Daily Prompt #20

Daily writing prompt
How has a failure, or apparent failure, set you up for later success?

For me, what once felt like failure turned out to be refinement.

As a writer, there were stories that didn’t land, drafts that fell flat, and moments where I questioned whether I was even improving. But looking back, those “failures” forced me to sharpen my voice. They made me more patient with revision, more intentional with structure, and more honest in my storytelling. Every piece that didn’t work taught me something the successful ones couldn’t.

As a gamer, I’ve lost more matches than I can count. But gaming taught me strategy, adaptability, and resilience. You can’t rage-quit life every time something doesn’t go your way. You learn patterns. You adjust your timing. You level up through repetition. Failure in games wired me to see setbacks as mechanics — not endings.
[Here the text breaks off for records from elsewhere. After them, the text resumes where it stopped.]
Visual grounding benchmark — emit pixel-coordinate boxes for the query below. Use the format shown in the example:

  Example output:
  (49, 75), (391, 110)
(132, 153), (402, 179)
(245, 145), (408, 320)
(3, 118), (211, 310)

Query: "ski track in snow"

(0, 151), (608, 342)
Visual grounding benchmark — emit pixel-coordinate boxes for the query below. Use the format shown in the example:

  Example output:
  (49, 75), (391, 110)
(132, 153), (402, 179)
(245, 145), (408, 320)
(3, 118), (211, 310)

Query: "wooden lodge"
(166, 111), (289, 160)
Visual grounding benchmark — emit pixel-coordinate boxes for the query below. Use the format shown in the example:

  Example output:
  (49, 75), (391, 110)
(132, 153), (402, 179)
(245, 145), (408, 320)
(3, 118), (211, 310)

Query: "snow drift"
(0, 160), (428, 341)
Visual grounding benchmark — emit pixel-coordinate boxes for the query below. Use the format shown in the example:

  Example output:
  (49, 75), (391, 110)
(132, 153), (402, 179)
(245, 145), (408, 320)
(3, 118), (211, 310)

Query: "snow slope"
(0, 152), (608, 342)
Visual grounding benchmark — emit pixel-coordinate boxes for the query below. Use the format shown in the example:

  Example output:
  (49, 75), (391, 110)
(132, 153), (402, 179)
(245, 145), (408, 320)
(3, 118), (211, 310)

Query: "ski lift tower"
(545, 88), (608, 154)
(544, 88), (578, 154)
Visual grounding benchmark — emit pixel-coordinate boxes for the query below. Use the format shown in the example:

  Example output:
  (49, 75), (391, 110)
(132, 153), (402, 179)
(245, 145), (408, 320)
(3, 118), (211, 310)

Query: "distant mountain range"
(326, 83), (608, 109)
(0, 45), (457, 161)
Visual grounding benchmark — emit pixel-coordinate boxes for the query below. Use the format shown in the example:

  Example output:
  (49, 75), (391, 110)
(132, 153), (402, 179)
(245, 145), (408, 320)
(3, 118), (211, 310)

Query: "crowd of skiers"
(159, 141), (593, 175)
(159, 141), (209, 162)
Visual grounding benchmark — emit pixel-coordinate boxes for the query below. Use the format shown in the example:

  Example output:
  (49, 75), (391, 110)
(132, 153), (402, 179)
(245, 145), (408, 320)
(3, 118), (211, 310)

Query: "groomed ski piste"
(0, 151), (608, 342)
And as a father to my 4-year-old, the biggest lessons came from the moments I felt like I wasn’t getting it right. The exhausting days. The times I lost patience. The moments I realized I needed to grow, too. Those experiences humbled me and made me more present, more intentional, and more aware of the example I’m setting. I’ve learned that success as a parent isn’t perfection — it’s consistency, love, and showing up even when you’re tired.

So if I’ve come a long way, it’s because I didn’t let failure define me — I let it develop me.